Während der Evakuierung hieß es, das Finale müsse wegen technischer Probleme abgebrochen werden. ProSieben hat aber auch im Nachhinein einige Zeit gebraucht, um öffentlich Stellung zu nehmen. Ist Transparenz in so einer Situation überhaupt möglich?

Es ist wichtig, dass alle führenden Personen sofort informiert werden. Aber ich glaube, dass man sich das in der Tat zehn Mal überlegen muss: Wie geht man damit an die Öffentlichkeit? Vor allem an die, die unmittelbar betroffen ist? Ich weiß nicht, wie viele Leute in der Halle waren. Da muss man sehr vorsichtig sein, um keine Massenpanik auszulösen. Ich würde auch nicht schreien: "Jetzt alle raus hier, wir haben eine Bombendrohung!" Meiner Meinung nach haben die Verantwortlichen sehr besonnen gehandelt. Ich hätte das genauso gemacht.

Sie waren bei Wetten, dass..? Regisseur, als Samuel Koch 2010 bei einer Wette verunglückte - in einer Live-Sendung vor laufenden Kameras.

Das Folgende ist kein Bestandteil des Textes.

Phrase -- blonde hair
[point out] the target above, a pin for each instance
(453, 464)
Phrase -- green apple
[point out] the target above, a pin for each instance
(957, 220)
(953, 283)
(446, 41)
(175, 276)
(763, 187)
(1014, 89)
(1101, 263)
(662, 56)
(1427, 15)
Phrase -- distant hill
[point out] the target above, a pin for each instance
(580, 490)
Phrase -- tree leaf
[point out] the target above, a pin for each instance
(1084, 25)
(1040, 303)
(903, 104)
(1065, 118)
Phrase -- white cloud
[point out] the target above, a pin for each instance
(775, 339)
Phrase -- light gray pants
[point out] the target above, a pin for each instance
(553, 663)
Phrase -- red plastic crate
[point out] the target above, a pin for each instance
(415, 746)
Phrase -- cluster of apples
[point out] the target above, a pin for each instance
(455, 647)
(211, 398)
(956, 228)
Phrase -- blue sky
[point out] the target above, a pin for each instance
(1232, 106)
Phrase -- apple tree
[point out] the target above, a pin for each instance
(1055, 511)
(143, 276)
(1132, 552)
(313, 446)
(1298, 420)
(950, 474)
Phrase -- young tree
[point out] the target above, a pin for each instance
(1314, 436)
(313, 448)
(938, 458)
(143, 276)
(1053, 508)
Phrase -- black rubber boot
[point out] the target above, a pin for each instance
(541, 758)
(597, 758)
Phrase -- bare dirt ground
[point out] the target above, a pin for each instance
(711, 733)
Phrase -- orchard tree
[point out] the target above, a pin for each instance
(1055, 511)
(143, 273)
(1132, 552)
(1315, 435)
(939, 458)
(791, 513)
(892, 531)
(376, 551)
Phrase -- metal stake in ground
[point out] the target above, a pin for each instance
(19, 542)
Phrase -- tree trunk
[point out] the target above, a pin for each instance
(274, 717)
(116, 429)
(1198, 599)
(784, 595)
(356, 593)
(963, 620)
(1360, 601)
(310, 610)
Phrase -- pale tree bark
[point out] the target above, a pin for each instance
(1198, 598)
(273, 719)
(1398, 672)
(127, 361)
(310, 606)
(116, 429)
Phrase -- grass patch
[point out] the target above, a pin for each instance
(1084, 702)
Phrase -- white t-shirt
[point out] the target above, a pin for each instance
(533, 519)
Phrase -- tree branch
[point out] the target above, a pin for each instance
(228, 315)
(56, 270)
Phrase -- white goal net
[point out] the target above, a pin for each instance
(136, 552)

Bei Wetten, dass..? war das eine ganz andere Situation als bei Germany's Next Topmodel. Das war ein echtes Unglück, das da über uns hereingebrochen ist. Wie ich da selbst reagiert habe - das war eigentlich nur ein Reflex. Ich habe den Kameras gesagt: "Alle hoch ins Publikum!" - damit auch der Bildmischer nicht aus Versehen etwas Falsches macht. Man steht in so einer Situation unter Stress, hat einen Adrenalinschub. Das Erste, was mir in den Kopf geschossen ist: "Sofort weg, auf keinen Fall auf Sendung damit!" Mir war klar, dass Samuel etwas richtig Schlimmes passiert ist. Ich habe dann die Kommunikation mit dem Sender hergestellt, ob die uns runternehmen können.

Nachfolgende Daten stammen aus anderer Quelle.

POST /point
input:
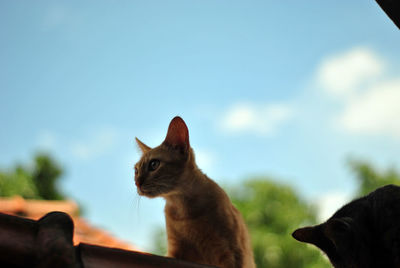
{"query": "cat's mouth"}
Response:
(147, 192)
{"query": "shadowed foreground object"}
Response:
(365, 233)
(392, 9)
(48, 243)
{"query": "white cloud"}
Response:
(341, 75)
(368, 98)
(329, 203)
(259, 119)
(375, 112)
(102, 142)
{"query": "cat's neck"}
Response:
(192, 199)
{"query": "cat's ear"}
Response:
(339, 225)
(308, 234)
(178, 135)
(313, 235)
(143, 147)
(339, 231)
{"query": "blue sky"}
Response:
(287, 90)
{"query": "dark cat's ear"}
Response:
(339, 231)
(339, 225)
(143, 147)
(308, 234)
(178, 135)
(313, 235)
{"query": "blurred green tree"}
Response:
(272, 211)
(39, 181)
(370, 178)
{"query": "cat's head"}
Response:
(160, 169)
(342, 240)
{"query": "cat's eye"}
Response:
(153, 165)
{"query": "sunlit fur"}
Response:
(202, 224)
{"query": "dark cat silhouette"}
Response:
(363, 234)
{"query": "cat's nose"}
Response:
(138, 181)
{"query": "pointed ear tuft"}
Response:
(178, 134)
(143, 147)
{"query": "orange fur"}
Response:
(202, 224)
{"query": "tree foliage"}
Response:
(272, 211)
(37, 181)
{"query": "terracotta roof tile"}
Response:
(83, 232)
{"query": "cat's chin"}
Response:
(148, 194)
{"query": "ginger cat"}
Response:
(202, 224)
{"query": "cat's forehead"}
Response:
(155, 153)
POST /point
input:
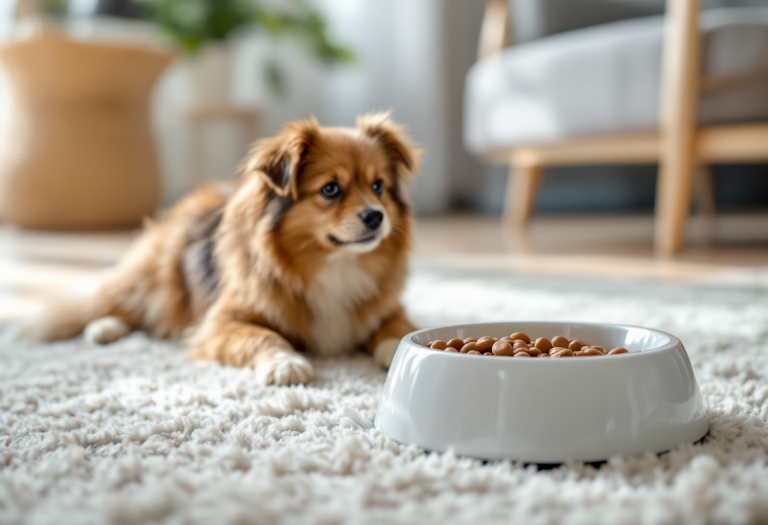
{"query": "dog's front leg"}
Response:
(239, 343)
(385, 341)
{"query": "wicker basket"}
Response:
(76, 149)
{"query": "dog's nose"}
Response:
(372, 218)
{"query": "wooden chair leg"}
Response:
(679, 92)
(673, 203)
(522, 185)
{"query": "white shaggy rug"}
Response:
(133, 433)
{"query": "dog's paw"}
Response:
(284, 367)
(385, 351)
(106, 330)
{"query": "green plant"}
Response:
(192, 23)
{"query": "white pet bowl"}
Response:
(543, 410)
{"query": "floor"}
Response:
(733, 249)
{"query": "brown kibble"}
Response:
(485, 343)
(520, 345)
(522, 336)
(469, 347)
(502, 348)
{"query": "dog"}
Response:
(307, 252)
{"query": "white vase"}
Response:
(209, 76)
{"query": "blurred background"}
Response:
(110, 109)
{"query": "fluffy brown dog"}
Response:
(307, 252)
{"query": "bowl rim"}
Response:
(672, 343)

Woher wissen Sie, was in so einem Fall zu tun ist?

Wie gesagt, das sind Reflexe, da kann man nur dankbar sein, dass man nicht das Falsche tut. Man ist komplett fremdgesteuert, reagiert nur noch. Wenn man live auf Sendung ist, hat man keine Zeit zum Nachdenken.

"Man kann auch in der Leichtigkeit ein Drama haben"

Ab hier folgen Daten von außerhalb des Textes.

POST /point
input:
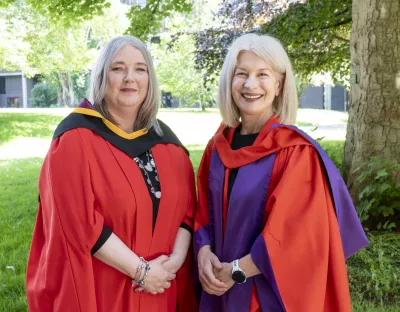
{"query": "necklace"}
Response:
(146, 168)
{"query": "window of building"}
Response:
(2, 85)
(13, 102)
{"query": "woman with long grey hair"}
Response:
(274, 221)
(116, 199)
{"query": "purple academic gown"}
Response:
(243, 228)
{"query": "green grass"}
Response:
(18, 196)
(26, 125)
(18, 207)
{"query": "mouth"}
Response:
(128, 90)
(251, 96)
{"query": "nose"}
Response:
(251, 82)
(129, 75)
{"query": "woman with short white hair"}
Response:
(274, 222)
(116, 200)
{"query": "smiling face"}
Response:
(254, 85)
(128, 80)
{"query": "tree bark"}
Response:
(374, 110)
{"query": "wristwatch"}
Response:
(238, 274)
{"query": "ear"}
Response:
(279, 84)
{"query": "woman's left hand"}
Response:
(174, 263)
(225, 274)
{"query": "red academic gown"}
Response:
(85, 183)
(301, 230)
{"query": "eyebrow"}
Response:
(123, 63)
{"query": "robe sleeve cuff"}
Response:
(104, 236)
(201, 238)
(259, 255)
(187, 227)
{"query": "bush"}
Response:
(335, 150)
(379, 200)
(43, 95)
(374, 272)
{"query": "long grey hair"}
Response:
(146, 117)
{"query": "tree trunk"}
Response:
(374, 112)
(67, 96)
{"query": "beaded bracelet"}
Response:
(137, 280)
(139, 270)
(146, 271)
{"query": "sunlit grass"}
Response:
(26, 125)
(18, 192)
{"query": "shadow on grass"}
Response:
(26, 125)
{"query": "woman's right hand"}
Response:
(207, 260)
(158, 279)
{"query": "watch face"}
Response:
(239, 277)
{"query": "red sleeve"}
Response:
(302, 236)
(59, 273)
(189, 217)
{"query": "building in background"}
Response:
(15, 89)
(325, 97)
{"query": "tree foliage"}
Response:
(147, 20)
(65, 12)
(315, 34)
(177, 73)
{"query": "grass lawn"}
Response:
(18, 194)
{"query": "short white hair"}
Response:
(147, 114)
(271, 51)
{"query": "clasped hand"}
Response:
(162, 271)
(215, 277)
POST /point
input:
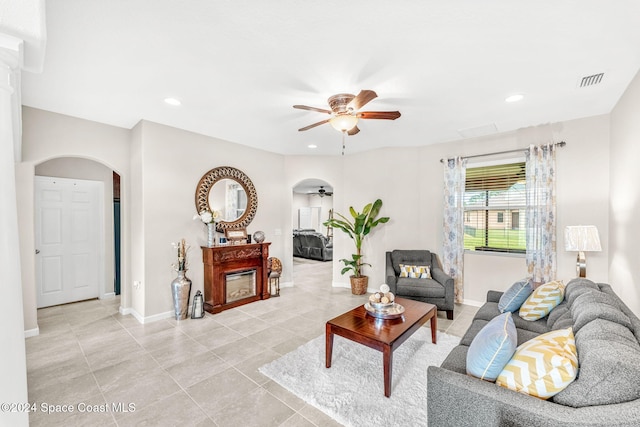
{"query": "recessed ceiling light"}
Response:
(514, 98)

Halten Sie es für richtig, dass das neue Finale nicht live übertragen wird?

Ja - das ist sicherlich klug und richtig. Wir müssen uns überlegen: Wo ist live notwendig und wo tut es auch eine Aufzeichnung? Ein Live-Event, ob Germany's Next Topmodel oder der Eurovision Song Contest, hat immer noch mal eine andere Energie, sowohl für die Macher als auch für die Zuschauer. Da hat man einfach das Gefühl, dabei zu sein. Bei einer Aufzeichnung besteht die Gefahr, dass man dem Medium die Kraft nimmt. Weil der Zuschauer das unmittelbare Gefühl nicht mehr hat. Das sollte immer Abwägungssache sein: Angst darf das Live-Fernsehen nicht kaputt machen.

Wie meinen Sie das?

Es ist ähnlich wie bei dem Anschlag auf Charlie Hebdo. Man muss sich fragen: Wie weit lassen wir uns beeinflussen? Wir haben bei Wetten, dass..? immer gesagt: Wir wollen die Leute unterhalten und ihnen einen schönen Abend bieten. Und dann merkt man an so einem Fall wie Samuel Koch, dass das nicht stimmt. Dass man auch in der Leichtigkeit ein Drama haben kann.

Was wird sich verändern?

Der Live-Charakter einer Sendung steht in Frage. Nach diesem Vorfall haben die Leute gemerkt, dass ein einfacher Anruf ernst genommen wird. Und dass man selbst eine so große Veranstaltung damit auflösen kann. Das ist für mich die Bestätigung dafür, dass wir jetzt in einer anderen Zeit leben. Wir müssen uns wohl auf solche Situationen einstellen - es geht natürlich nicht, eine Bombendrohung zu ignorieren.

Sollte das erste abgebrochene Finale im neuen Finale thematisiert werden?

Auf keinen Fall. Dann gibt man dem Ganzen nur eine viel zu große Plattform, dann wird ganz deutlich: "Guck mal, das hat eine Wirkung!" Business as usual, würde ich empfehlen.